Plotting all five clusters in the PCA-reduced space can help visualize the structure and separation of the groups. The placement of Tutankhamen far along Principal Component 1, and Setau along with Yuya and Tuya high on Principal Component 2, provides some insight into what these principal components may be capturing. Principal Component 1 may largely reflect overall tomb valuation, given Tutankhamen’s exceptionally high total cost, while Principal Component 2 may be influenced by fertility spending, as Setau and Yuya and Tuya are the highest spenders in this category. However, it is important to note that PCA creates linear combinations of all input features, and each principal component may reflect contributions from multiple factors simultaneously. While tomb valuation and fertility spending appear to be important drivers, other provisioning categories likely contribute as well, and the true interpretation of these components remains approximate. Nonetheless, this separation helps illustrate how varying provisioning patterns across different categories can contribute to the formation of distinct clusters.

Learnings & Takeaways

End-to-end statistical design: This project taught me how to design and execute a complete statistical analysis, from defining research questions that are both answerable with available evidence and meaningful for the broader argument, to selecting appropriate methods and justifying analytical choices.
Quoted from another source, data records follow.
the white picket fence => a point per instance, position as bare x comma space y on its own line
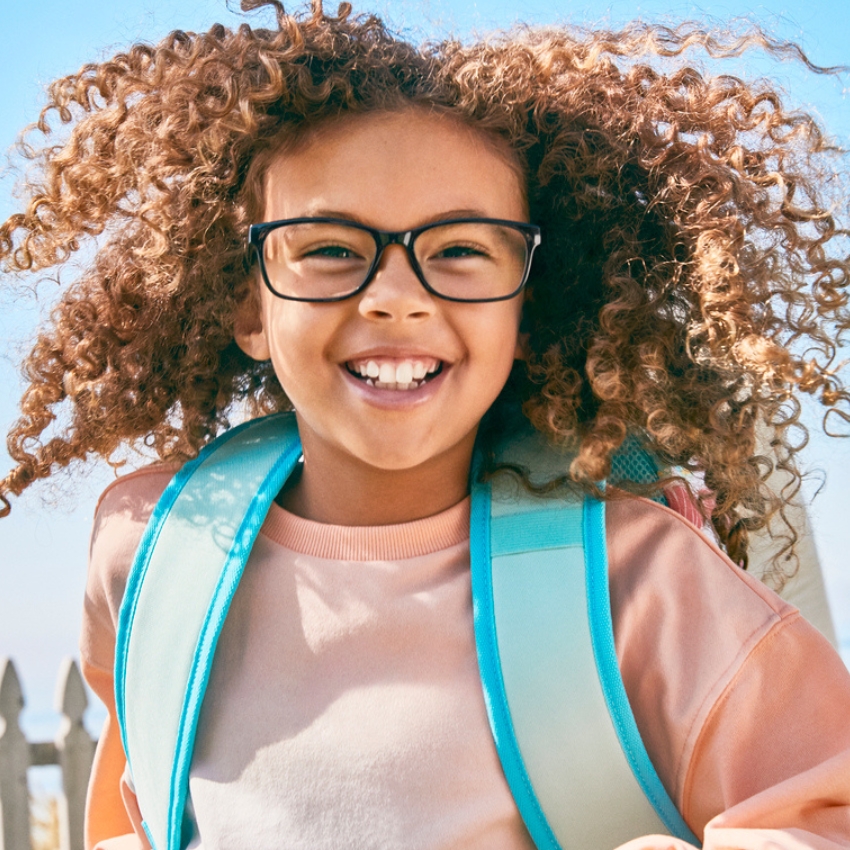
72, 750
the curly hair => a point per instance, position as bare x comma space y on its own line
691, 285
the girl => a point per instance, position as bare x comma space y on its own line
320, 217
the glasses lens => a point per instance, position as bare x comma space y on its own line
317, 259
472, 260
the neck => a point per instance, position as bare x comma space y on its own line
338, 489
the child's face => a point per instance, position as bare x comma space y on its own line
395, 172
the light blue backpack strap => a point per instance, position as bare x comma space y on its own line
562, 724
185, 573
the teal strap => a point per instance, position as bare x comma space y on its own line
179, 590
561, 735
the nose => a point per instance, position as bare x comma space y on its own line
395, 292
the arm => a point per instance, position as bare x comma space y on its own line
744, 707
112, 815
109, 825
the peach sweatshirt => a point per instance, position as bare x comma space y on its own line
345, 709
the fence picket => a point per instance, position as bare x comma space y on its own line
75, 751
72, 750
14, 761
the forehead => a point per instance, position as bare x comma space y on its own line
395, 170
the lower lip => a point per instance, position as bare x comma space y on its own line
396, 399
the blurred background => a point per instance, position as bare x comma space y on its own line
43, 544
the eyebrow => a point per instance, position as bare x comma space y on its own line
443, 215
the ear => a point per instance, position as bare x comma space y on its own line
248, 329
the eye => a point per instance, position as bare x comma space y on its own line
333, 251
457, 252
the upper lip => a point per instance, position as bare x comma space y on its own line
391, 353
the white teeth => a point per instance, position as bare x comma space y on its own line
406, 375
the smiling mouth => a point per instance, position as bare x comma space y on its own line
409, 374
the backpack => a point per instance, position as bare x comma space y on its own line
565, 734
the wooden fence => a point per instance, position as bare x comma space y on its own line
72, 750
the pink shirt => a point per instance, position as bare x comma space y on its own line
345, 707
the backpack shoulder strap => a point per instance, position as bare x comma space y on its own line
565, 733
182, 580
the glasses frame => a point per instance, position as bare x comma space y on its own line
257, 234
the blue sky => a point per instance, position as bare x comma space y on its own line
43, 545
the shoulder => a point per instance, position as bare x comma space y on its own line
685, 621
121, 516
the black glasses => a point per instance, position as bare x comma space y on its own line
329, 259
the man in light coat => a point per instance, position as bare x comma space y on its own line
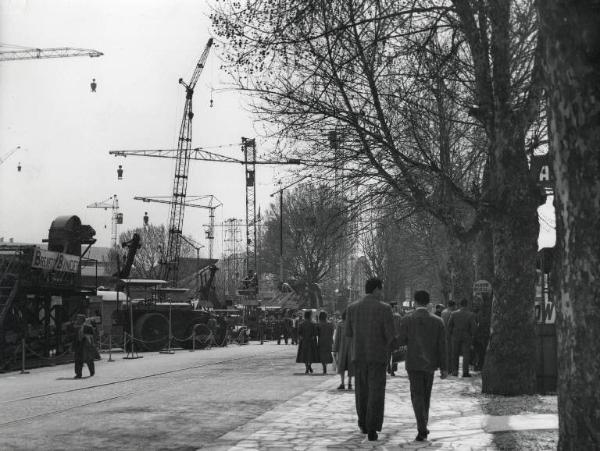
461, 330
370, 327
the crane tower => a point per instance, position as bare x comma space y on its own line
184, 146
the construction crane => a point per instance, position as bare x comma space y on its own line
5, 157
248, 147
194, 201
170, 267
116, 217
26, 53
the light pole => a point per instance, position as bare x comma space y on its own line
280, 191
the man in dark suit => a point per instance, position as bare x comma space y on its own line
370, 327
425, 336
461, 330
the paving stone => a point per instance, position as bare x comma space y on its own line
324, 418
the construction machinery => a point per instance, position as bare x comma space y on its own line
111, 203
40, 294
195, 202
250, 161
151, 316
13, 53
180, 179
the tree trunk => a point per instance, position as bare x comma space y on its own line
573, 69
509, 367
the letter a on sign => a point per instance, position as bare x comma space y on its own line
545, 173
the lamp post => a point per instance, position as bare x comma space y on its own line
280, 191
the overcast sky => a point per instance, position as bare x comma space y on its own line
66, 131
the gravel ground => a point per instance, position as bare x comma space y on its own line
516, 405
526, 440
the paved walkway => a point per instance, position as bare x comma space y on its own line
325, 418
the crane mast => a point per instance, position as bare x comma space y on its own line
184, 145
193, 201
249, 149
111, 203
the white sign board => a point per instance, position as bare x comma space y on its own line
482, 286
54, 261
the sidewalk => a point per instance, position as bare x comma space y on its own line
325, 418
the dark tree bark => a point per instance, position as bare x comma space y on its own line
509, 367
572, 66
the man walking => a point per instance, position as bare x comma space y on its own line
425, 336
370, 327
461, 329
448, 311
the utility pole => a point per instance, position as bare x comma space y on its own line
195, 202
116, 219
280, 191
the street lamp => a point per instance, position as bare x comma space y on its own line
280, 191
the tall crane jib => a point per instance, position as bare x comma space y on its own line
184, 147
249, 149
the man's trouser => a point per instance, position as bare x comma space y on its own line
369, 383
461, 346
420, 395
79, 367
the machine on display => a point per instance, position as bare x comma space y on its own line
41, 292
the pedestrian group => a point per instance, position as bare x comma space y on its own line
371, 338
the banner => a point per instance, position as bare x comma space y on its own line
54, 261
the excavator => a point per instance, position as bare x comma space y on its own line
149, 312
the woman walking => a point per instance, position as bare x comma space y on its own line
342, 352
325, 331
307, 342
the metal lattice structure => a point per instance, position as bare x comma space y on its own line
211, 204
26, 53
111, 203
170, 269
249, 149
199, 154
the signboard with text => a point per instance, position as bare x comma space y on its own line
54, 261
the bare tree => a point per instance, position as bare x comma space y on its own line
572, 65
315, 227
431, 102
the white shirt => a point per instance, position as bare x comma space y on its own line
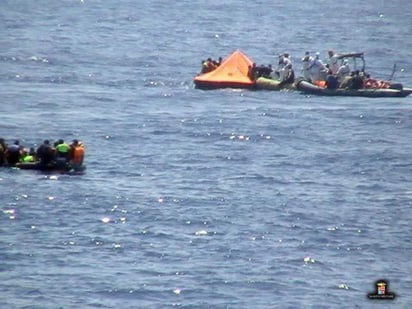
343, 70
333, 64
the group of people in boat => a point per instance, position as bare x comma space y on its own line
284, 71
333, 75
47, 154
210, 65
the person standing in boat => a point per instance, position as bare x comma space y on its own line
306, 61
333, 61
317, 69
45, 153
343, 71
14, 153
76, 153
3, 149
285, 69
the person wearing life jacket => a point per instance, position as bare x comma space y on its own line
45, 153
13, 153
28, 156
76, 153
343, 71
333, 61
285, 70
62, 149
3, 149
317, 69
306, 62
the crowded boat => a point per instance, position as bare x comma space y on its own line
341, 74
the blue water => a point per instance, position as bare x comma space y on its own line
202, 199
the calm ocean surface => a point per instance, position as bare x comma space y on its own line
203, 199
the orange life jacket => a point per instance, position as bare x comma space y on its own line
78, 154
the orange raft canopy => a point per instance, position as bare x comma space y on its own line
231, 73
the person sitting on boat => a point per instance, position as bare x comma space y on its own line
208, 66
317, 69
3, 149
252, 71
264, 71
13, 153
45, 153
356, 81
76, 153
306, 61
62, 151
343, 71
331, 81
285, 69
333, 61
28, 156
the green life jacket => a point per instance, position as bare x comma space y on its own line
63, 148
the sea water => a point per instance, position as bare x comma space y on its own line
203, 199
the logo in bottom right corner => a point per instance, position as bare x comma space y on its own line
381, 291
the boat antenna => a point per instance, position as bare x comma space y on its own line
393, 72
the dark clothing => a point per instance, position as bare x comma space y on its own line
290, 79
356, 82
13, 155
45, 154
332, 82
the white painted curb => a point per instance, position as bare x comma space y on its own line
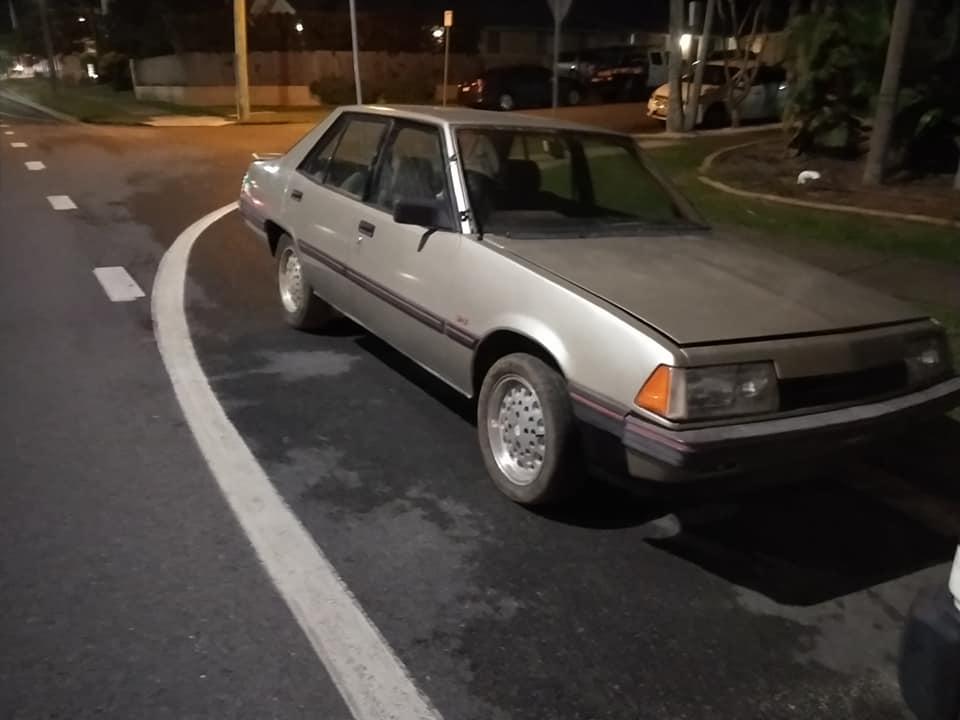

Interdisciplinary collaboration and ownership: Working with an expert in a field far from my own required me to take full ownership of the quantitative side. I had to arrive with a plan, explain how each step connected to research goals, and defend decisions about feature construction, normalization, clustering choices, and interpretation.
Translating technical outputs to domain insights: I learned to translate statistical outputs into domain-relevant claims and explain why those claims were warranted, bridging the gap between quantitative methods and archaeological argument.
Rigorous data preparation: Understanding and preparing the archaeological dataset was the biggest challenge. Many variables reflected unfamiliar artifact typologies and provisioning categories, and the raw data contained inconsistencies requiring substantial background reading and extensive data cleaning.
Quality inference depends on data handling: Standardizing labels, resolving missing entries, verifying totals, and restructuring data for statistical modeling ultimately shaped the analysis quality, reinforcing that rigorous inference depends fundamentally on careful, well-justified data handling.